I am easily inspired. It’s either that, or I have a short attention span.
A couple of months ago, I binge watched a new Netflix series called Master of None. (Highly recommended, run there after you read this post!). In the final episode (I hope I’m not letting any spoilers slip), someone lights shuck for Italy, to learn how to make pasta (of all things, pasta!).
Last night we began watching another Netflix series called Chef’s Table (smart people notice a pattern emerging), and pasta, too, played an important role in the story of Massimo Bottura.
Well between the two, I became inspired to make tortellini.
Now understand… I’ve never made tortellini before, nor have I ever made pasta, which is the natural and simpler starting point. It’s sort of like be studying to get my driver’s license so that I can race Grand Prix.
In other words, typically Teddy.
Here’s a tangent to the story; we have two dozen eggs in the fridge. Long story, but I bought a dozen to make sure we could make French toast last weekend, forgetting that la Fille ™ had picked some up as well. So we had some extra eggs in the fridge.
(Another tangent; in most of the world, no one refrigerates eggs.)
The second ingredient of pasta (in fact, one of the only three ingredients – TIL) is eggs. Thus the source of at least part of the inspiration; what to do with the eggs.
Pasta is, in fact, very easy to get going. We happen to have a nice big wood counter top upon which to do it the traditional way, and so why not? 2 cups of flour, 4 eggs, two whole eggs, and one teaspoon of salt was all it took. Following Niki’s guidance, it was just that easy.
Now, anyone who’s made pasta is (or should be) enamoured with getting that “silky smooth” look. It’s what I aspired to. It’s what I missed by a county kilometer. Still, it was workable.
The key to good pasta, the experts like Niki will tell you, is to let your dough rest before rolling. I did. It didn’t work that well… the dough was still springy and stiff, and slowly shrunk as I let off on the rolling. I was able to get a fairly even thickness even without a tapered pasta rolling pin or mechanized roller. For my first attempt, not too bad.
Those are 10 cm circles (2 inches for my American friends). BTW.

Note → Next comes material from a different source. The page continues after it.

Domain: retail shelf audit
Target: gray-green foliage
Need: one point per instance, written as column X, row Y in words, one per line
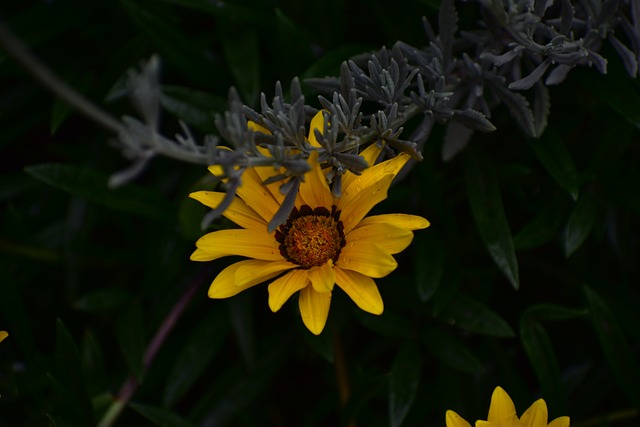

The really fun stuff began the day before, with a marinated chicken dinner, from which we had plenty of left over chicken. Chopped up nice and fine, stir fried with spinach and goat cheese, and there you go – the basis of a fabulous tortellino.
Here’s my Teddy Pro Tip ™ for tortellini: roll your pasta circles thinner than you think, and add less filling than you might. I used a medium zip lock baggie as a piping tool, and worked on my consistency. It looks impressive, no?
There is no secret to a good tortellino shape. (Singular tortellino, plural tortellini.) Tortellini are just modified Italian perogie. Smaller, for sure, but the same thing I grew up with, by Momma. I could try to explain how to make the shape, but I would not do a god job of it. Instead, I just looked at a store bought, factory made tortellino and… copied the classic shape.
I am not unhappy with the results.
I am most happy, however, with how we approach the idea of food. We cook a lot. Both of us, la Fille ™ and I , love to cook. We both have taken lessons in various countries (in fact, we travel for food, and seek these kinds of experiences out aggressively) and enjoy the act of preparing and cooking.
Saturdays are our informal “kitchen lab days”, where we’ve begun to pick a couple of cool recipes from our hard copy resources (we love cookbooks), and make an evening out of it. Tortellini was my contribution to the evening, a wonderful dill flavoured stuffed zucchini as Ti’s. The Petite Fille ™ usually gets involved, and it becomes a family thing. This is the life we want; with simple, homemade, and good tasting foods.